6th International Conference on Engineering and Applied Natural Sciences, Konya, Türkiye, 23 - 24 Haziran 2025, ss.119-128, (Tam Metin Bildiri)
Laser texturing provides a lubricant-free means to tailor the tribological response of Ti6Al4V,
but quantitative process–response maps remain limited. In this study, flat coupons were patterned with a
100 W fibre laser using a full-factorial matrix covering hatch 75–300 µm, power 10–40 W and speed
500–2000 mm s⁻¹. Dry reciprocating sliding tests were conducted at 10 N, 1 Hz and 20 m against a 6 mm
steel ball under ambient laboratory conditions. Surface morphologies were captured by non-contact laser
profilometry at 20 µm lateral resolution and analysed in Mountains 6.2, ensuring sub-micrometre
accuracy for depth and width statistics . Profilometry revealed grooves 0.76–1.02 mm wide and 12–26
µm deep, the most aggressive setting (150 µm, 30 W, 2000 mm s⁻¹) deepening penetration by 115 % over
the mildest (300 µm, 20 W, 1500 mm s⁻¹) . ANOVA assigned 23.4, 16.9 and 9.8 % of scratch-depth
variance to scanning speed, hatch and power, respectively, while 56 % of width scatter stemmed from
unmodelled interactions . Although individual factors lacked statistical significance, increasing linear
energy density preferentially enlarged depth, whereas geometric constraints limited width.

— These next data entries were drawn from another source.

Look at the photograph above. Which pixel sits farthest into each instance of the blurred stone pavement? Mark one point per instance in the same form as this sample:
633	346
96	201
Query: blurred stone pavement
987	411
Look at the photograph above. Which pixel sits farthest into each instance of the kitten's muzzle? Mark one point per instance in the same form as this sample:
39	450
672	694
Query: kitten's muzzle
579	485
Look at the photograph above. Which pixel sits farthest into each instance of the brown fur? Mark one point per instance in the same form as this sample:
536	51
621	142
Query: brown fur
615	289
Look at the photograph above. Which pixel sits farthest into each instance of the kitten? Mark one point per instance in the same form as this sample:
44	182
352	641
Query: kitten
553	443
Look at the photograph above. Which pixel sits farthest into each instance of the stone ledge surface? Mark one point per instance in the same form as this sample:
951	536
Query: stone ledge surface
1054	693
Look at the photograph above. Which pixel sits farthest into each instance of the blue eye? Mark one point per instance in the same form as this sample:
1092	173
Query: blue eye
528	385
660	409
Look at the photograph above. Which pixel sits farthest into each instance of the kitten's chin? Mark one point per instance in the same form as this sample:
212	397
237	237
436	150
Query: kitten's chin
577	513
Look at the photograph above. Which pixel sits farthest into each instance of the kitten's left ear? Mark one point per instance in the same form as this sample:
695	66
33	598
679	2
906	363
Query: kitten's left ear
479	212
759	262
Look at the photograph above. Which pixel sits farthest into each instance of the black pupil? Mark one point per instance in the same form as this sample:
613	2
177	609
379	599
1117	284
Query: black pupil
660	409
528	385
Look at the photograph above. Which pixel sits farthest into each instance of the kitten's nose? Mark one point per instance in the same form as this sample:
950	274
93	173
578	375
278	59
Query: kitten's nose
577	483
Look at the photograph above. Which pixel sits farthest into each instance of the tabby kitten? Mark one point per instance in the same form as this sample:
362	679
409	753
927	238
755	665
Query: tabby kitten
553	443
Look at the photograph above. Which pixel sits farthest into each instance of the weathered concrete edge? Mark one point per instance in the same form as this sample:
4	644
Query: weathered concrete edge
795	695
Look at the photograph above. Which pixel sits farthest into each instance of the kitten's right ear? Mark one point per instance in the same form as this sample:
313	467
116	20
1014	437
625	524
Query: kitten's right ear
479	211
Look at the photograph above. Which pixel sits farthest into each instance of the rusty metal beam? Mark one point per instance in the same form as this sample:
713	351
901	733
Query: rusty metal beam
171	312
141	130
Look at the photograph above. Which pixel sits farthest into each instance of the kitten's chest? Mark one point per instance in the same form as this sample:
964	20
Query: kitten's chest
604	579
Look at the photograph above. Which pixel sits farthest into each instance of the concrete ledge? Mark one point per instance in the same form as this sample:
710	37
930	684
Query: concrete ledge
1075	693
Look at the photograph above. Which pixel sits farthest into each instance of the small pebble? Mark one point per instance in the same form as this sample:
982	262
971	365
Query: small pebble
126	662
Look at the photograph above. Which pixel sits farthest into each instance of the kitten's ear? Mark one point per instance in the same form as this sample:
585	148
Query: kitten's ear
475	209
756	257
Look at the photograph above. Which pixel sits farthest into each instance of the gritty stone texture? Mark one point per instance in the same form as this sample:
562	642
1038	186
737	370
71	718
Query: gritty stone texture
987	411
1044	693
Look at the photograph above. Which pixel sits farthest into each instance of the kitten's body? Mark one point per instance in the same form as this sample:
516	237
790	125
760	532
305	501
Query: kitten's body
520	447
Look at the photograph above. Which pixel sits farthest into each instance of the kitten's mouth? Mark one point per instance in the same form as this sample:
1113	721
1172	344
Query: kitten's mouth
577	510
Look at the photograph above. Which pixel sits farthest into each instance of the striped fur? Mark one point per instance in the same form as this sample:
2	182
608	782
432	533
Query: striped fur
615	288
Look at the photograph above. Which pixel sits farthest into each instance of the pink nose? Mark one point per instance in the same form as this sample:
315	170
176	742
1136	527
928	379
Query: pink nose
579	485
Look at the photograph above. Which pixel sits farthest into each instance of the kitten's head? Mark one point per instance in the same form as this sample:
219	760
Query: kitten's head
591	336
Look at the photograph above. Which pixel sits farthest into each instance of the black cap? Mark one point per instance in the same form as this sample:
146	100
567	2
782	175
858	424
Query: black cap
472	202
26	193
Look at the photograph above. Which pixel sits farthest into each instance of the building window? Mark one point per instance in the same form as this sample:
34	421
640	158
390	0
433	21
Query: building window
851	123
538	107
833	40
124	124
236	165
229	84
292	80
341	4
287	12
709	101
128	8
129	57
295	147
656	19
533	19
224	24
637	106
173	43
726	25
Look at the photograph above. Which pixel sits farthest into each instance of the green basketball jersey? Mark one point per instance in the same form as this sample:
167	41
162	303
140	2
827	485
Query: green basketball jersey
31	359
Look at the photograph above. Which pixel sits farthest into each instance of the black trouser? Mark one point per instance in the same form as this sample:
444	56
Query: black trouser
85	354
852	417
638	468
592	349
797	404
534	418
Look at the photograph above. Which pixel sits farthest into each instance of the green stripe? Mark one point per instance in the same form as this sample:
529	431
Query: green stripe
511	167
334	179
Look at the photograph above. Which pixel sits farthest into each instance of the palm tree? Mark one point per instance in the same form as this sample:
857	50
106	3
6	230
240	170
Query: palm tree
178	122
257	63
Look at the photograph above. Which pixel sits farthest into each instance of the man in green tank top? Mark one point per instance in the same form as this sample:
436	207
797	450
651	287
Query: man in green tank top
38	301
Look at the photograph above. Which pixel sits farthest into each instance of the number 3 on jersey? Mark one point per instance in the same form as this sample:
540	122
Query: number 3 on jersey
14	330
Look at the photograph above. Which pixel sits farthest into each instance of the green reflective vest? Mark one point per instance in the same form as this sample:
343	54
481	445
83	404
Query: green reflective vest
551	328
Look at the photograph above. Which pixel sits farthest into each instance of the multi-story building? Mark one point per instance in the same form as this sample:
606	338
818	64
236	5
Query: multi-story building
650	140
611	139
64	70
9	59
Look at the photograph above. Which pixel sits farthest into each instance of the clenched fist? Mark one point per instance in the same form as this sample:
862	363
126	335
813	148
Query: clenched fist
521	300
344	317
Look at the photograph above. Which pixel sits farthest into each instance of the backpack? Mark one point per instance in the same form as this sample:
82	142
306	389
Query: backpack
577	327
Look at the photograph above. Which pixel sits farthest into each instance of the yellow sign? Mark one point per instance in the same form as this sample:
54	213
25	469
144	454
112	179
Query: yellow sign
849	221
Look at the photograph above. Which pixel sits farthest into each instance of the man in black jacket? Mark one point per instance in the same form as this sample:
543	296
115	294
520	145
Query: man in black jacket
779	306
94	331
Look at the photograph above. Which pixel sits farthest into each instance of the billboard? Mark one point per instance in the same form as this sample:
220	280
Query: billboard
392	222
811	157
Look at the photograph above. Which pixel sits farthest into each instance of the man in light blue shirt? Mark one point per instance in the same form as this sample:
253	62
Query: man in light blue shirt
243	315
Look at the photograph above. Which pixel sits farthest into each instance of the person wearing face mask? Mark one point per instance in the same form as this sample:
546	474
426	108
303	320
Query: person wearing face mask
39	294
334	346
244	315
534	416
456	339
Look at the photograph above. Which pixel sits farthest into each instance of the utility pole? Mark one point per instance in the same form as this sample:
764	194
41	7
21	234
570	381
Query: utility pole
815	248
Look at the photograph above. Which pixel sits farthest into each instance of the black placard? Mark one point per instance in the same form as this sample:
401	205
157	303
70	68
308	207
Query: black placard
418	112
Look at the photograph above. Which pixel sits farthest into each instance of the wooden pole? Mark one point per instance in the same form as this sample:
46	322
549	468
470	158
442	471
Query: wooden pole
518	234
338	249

This study
therefore delivers the first parameter envelope linking fibre-laser texturing to quantified reciprocating
wear metrics for titanium under identical conditions. Future work should incorporate higher-order
designs, real-time friction mapping and microstructural correlative analyses to optimize surfaces for
demanding aerospace and biomedical applications worldwide.